Madison, WI - On May 9, dozens of students, faculty, campus workers and supporters gathered on the steps of the capitol building just off of State Street in Madison, to protest the continued attacks against public education. These attacks predate Governor Scott Walker's administration but have intensified significantly since he took office in 2011. People came from Steven's Point, Eau Claire, Kenosha, Oshkosh (represented by UW-Oshkosh Students for a Democratic Society), Madison and elsewhere.

This event, titled “Reclaim the UW,” is the third is a series of actions organized by a dedicated group of student activists and supporters from Steven's Point. UW-Steven's Point (UWSP) was the latest victim of the war against education when, on March 5, it was announced that the institution planned on cutting 13 programs, mostly from the traditional humanities and social sciences. Like many schools in the University of Wisconsin system, UWSP faces a budget deficit ($4.5 million) that is the result of massive cuts to state funding of education in 2013 and again in 2015, followed by a tuition freeze that has only exacerbated the issue. The university intends on introducing new programs which markets indicate draw students in. However, many of the programs that are in line to be cut are the fastest growing at UWSP. The proposal is one that further aims to undermine the notion of education as a human right.

Sara Trongone, a graduate student at UW-Madison, stated, “Since 2011, Governor Walker has bullied and devalued teachers, denied educational opportunity to some residents based on their ability to pay, and is now promoting policies that dictate what students may study based on their zip code. This is the most dangerous form of elitism and disinvestment in our teachers and young people, plain and simple.”

Trongone continued, “We remain committed to the values of transparency and shared governance and will continue to fight for students', families', teachers' and workers' right to govern the UW system so that it truly serves our Wisconsin community.”
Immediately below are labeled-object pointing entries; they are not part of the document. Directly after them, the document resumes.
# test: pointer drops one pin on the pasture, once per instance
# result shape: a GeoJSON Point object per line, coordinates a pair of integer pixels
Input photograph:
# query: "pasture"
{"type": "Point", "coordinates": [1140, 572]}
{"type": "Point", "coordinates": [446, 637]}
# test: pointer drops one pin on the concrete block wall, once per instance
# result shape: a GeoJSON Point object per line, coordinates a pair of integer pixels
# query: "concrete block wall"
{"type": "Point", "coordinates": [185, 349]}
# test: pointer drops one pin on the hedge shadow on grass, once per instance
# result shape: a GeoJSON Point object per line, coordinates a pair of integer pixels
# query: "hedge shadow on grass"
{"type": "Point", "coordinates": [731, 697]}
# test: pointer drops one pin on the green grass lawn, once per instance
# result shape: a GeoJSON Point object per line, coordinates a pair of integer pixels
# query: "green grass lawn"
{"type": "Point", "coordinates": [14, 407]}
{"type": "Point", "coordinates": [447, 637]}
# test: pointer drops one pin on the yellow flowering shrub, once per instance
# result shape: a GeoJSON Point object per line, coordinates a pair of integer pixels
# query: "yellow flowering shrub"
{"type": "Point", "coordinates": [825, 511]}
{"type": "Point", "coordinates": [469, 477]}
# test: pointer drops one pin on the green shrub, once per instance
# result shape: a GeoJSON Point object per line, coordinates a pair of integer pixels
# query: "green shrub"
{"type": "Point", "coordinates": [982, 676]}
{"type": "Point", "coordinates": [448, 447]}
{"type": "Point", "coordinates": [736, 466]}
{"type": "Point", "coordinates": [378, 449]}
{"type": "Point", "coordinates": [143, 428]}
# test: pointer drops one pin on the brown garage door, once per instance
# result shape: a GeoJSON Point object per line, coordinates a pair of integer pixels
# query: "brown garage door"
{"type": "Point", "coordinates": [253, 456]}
UWSP, and UW-Superior before it, serve as a warning for things to come for other UW system schools that have fallen on hard times in the last decade. UW-Oshkosh (UWO), the third largest institution in the state and one of the cheapest to attend, has a running deficit of $9 to 12 million - the highest debt of them all. This semester, the UWO administration, led by Chancellor Andrew Leavitt, initially proposed a 43% cut to the faculty and staff in the College of Letters and Science, the biggest department on the Oshkosh campus. These cuts would primarily affect non-tenured faculty in departments such as history, English, and political science. It is easy to see how such a proposal is an attack on students.

“Chancellor Leavitt is a puppet to the board of regents,” says Zach Herriges, a student at UWO, said. “He is a money man who wants to cut everything, hurting students and faculty who are weakest. It's just a few steps away from total privatization of the entire UW system.”

SDS sent a small contingent of students to the event, and member Ryan Hamann was added to the line-up of speakers. Hamann painted a picture of just how out of touch Chancellor Leavitt is from working people and students, stating, “We strongly encouraged that Chancellor Leavitt incur a bit of personal sacrifice in these trying times to demonstrate solidarity with his students by taking a pay cut to his fluffy $240,000 salary.”

Hamann continued, “Perhaps predictably, he declined, and was very adamant that he in fact earns every single one of those 240,000 dollars.”

Organizers from Oshkosh, Madison, Steven's Point and Kenosha made connections that should lay the groundwork for a statewide coalition to build a movement to combat the reactionary agenda of Governor Walker and his hand-selected board of regents, with the ultimate aim of reclaiming the UW system for those who it should serve - the students.